Re: II Silindion Returns! (Longish)
From: | Elliott Lash <erelion12@...> |
Date: | Thursday, March 13, 2003, 19:38 |
Christophe Wrote:
> Difficult. Maybe as voiced consonant+glottal stop
> clusters?
Eh...maybe then this is only a voiceless thing, it
seems easier.
> > ------------------------
> > Western Developments:
> > Initial Final (Medial):
> > Regular
> > t d t D d D
> > p b p B b B
> > k g k G g G
> >
>
> Why the (Medial) in parentheses? Also, I find the
> change of final voiceless
> stops into final voiced stops quite strange. In
> general, final stops tend to be
> *devoiced* rather than voiced. I'd rather expect
> something like : voiceless
> stops stay voiceless, except medially where they are
> voiced, and voiced stops
> stay voiced in initial position (or become
> fricatives), become fricatives in
> medial position and stay as they are or are devoiced
> in final position.
Done and done :) I like that better, and yes it does
make more sense.
> > Asipirate:
> > th dh th dh t dh
> > ph bh ph bh p bh
> > kh gh kh h k h
> >
>
> I'd expect all the voiced aspirates to become
> fricatives like gh did, maybe
> with devoicing, which would mean dh > T and bh > p\.
> That would introduce
> voiceless equivalents to some of the voiced
> fricatives you showed above and
> would put more balance in the system.
One question then, would it make sense for T and p\ to
become revoiced and defricativized at anytime? There
has to be a /d/ and a /b/ in later stages of the
language, and the /d/ from /t?/ is rather
unstable...tending toward /l/ in certain environments.
> > Labial:
> > tw dw pw nw dw nw
> > pw bw pw w bw w
> > kw gw kw w gw w
Mabye:
tw > kw dw > nw
pw > kw bw > mw
kw > kw gw > Nw
later on changing in other nefarious ways. The thing
is, there needs to be a medial /nw/ somewhere down the
line but then again there's no /mw/ or /Nw/ medially,
so those would have had to change... I suppose /nw/
could be a cluster rather than a unit...which would
help things.
> > Glottal:
> > t? d d
> > p? b b
> > k? g g
> >
>
> Agreed.
>
> > Pre-Nasal:
> > nt nd t nd n n
> > mp mb p b m m
> > Nk Ng Nk Ng Nk Ng
> >
>
> Not sure about it here. You prenasals seem to behave
> a bit independently from
> each other, which is quite unlikely. As I already
> said, sound changes prefer to
> apply to groups of sounds rather than differently to
> each sound. Also, in final
> position I'd expect Ng and Nk to become N if all the
> others lose the stop too.
Could it be that prenasals weren't a class of sounds
then? Since I only really need /nd/, /Nk/ and /Ng/ in
Silinestic, maybe they were just clusters?
> > Initially: Finally:
> > d > l (or d) d
>
> When does it become l and when does it stay d?

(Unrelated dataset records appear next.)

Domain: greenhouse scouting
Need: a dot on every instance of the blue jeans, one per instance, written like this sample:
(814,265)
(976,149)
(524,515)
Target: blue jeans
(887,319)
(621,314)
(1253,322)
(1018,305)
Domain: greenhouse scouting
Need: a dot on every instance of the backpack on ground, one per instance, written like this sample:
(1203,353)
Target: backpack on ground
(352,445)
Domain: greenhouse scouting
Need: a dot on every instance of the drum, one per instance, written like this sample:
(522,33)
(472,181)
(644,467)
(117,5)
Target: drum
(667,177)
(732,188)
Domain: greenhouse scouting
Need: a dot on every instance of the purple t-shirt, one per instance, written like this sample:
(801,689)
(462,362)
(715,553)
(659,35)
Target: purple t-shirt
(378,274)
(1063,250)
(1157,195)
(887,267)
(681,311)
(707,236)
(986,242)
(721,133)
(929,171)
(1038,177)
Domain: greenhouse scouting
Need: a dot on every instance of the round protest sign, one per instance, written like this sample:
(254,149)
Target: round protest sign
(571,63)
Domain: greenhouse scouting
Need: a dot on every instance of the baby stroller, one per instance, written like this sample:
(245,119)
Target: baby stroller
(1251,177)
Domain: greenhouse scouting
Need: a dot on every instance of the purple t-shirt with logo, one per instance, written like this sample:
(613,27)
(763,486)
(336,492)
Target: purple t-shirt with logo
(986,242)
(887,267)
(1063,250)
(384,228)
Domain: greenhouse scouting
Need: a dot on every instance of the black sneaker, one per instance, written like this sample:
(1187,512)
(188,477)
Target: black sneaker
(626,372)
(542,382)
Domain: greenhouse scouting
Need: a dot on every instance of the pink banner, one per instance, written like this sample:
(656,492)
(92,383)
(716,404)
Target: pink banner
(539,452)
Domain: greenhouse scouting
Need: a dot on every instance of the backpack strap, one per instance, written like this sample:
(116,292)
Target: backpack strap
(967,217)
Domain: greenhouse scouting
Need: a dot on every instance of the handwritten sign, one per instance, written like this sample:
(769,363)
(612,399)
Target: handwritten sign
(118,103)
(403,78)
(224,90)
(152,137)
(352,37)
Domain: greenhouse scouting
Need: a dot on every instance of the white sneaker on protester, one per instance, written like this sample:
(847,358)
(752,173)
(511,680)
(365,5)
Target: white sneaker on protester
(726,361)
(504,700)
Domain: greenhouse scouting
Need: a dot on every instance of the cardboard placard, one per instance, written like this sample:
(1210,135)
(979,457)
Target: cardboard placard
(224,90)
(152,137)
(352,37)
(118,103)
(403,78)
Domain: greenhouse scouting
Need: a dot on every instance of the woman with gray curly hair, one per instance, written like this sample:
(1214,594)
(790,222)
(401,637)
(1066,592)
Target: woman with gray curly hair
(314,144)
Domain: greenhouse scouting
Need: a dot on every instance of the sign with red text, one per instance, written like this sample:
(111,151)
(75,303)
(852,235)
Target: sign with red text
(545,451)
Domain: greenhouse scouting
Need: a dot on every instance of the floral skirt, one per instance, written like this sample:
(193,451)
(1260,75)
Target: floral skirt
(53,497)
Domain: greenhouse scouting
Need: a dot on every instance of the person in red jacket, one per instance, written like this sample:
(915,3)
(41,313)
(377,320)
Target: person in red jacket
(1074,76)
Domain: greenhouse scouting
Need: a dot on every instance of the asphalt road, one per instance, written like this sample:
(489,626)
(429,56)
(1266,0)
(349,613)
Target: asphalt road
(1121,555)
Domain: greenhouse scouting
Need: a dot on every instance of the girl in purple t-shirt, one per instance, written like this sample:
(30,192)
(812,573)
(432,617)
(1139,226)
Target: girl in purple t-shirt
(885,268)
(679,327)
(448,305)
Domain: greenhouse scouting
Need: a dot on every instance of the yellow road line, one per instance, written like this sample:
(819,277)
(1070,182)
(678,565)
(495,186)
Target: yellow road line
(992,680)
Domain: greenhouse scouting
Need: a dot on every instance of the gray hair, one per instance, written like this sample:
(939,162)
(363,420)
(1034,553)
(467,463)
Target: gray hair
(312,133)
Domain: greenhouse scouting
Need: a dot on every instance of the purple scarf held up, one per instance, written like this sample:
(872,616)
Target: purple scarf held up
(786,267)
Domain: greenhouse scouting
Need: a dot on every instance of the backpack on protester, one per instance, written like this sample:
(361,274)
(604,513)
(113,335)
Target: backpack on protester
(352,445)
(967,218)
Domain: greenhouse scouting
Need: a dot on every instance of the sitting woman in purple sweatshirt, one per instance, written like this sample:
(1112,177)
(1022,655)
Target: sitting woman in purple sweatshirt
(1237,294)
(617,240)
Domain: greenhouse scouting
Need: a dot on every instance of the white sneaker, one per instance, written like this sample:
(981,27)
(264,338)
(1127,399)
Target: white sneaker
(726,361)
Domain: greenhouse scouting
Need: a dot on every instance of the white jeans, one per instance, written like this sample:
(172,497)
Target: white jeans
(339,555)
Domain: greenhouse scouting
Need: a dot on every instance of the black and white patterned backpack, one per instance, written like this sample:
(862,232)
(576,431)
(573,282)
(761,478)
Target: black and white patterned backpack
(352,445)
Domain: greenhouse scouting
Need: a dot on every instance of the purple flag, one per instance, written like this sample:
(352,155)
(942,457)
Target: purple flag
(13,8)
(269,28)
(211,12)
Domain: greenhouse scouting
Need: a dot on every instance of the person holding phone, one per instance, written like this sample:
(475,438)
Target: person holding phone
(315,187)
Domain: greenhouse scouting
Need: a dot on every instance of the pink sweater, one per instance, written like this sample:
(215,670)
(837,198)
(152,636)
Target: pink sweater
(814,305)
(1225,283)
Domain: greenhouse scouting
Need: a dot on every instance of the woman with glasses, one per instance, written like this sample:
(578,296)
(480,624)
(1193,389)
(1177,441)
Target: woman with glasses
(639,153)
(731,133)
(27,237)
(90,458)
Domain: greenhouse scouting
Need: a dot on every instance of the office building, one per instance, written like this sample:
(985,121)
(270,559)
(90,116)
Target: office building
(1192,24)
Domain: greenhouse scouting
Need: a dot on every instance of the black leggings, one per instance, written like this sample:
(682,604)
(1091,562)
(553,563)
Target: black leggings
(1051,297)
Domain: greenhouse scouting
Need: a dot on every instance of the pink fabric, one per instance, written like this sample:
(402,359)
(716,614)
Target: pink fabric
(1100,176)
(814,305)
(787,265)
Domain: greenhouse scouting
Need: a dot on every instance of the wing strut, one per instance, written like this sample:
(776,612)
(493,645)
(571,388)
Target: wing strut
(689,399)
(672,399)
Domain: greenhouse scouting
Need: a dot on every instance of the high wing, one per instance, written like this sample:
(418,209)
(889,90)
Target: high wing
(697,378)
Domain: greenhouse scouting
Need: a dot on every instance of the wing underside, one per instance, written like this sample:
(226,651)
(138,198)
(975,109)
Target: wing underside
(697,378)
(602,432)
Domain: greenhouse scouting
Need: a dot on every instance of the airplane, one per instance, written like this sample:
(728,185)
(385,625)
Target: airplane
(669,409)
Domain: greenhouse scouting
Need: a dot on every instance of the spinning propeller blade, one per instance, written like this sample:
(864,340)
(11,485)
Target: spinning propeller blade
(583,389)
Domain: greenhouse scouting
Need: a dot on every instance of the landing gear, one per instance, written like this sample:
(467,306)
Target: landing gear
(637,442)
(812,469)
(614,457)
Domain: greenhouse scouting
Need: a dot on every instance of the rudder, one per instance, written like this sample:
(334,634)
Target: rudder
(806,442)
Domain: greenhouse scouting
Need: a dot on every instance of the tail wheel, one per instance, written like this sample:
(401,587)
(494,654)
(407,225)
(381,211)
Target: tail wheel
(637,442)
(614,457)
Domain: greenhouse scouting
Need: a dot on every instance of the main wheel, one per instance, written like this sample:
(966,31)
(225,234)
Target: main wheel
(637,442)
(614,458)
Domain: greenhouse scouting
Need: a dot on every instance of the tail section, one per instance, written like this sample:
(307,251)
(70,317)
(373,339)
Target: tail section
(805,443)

Ah, that's still something that needs working
on....I'm not sure. I'm toying with the idea of
dialectal variation.
> > Everywhere:
> > dh > d
> > bh > bh
> > h > -
> >
>
> I doubt such a rare type as a voiced aspirate would
> stay only for *one*
> consonant. Voiced aspirates are rare, and no system
> is known to have voiced
> aspirates without the voiceless ones (PIE is an
> exception but since it's a
> reconstruction it doesn't count as we don't know if
> the reconstructed voiced
> aspirates were indeed voiced aspirates or something
> else), and even less to
> have a single voiced aspirate. If you have dh > d,
> automatically you'd have bh
> > b
It makes sense...and there's no daughter language of
Silinestic which doesn't treat /bh/ and /b/
differently anyways, so.... /bh/ goes to /b/ done. :)
Do the proposed answers to your questions work better?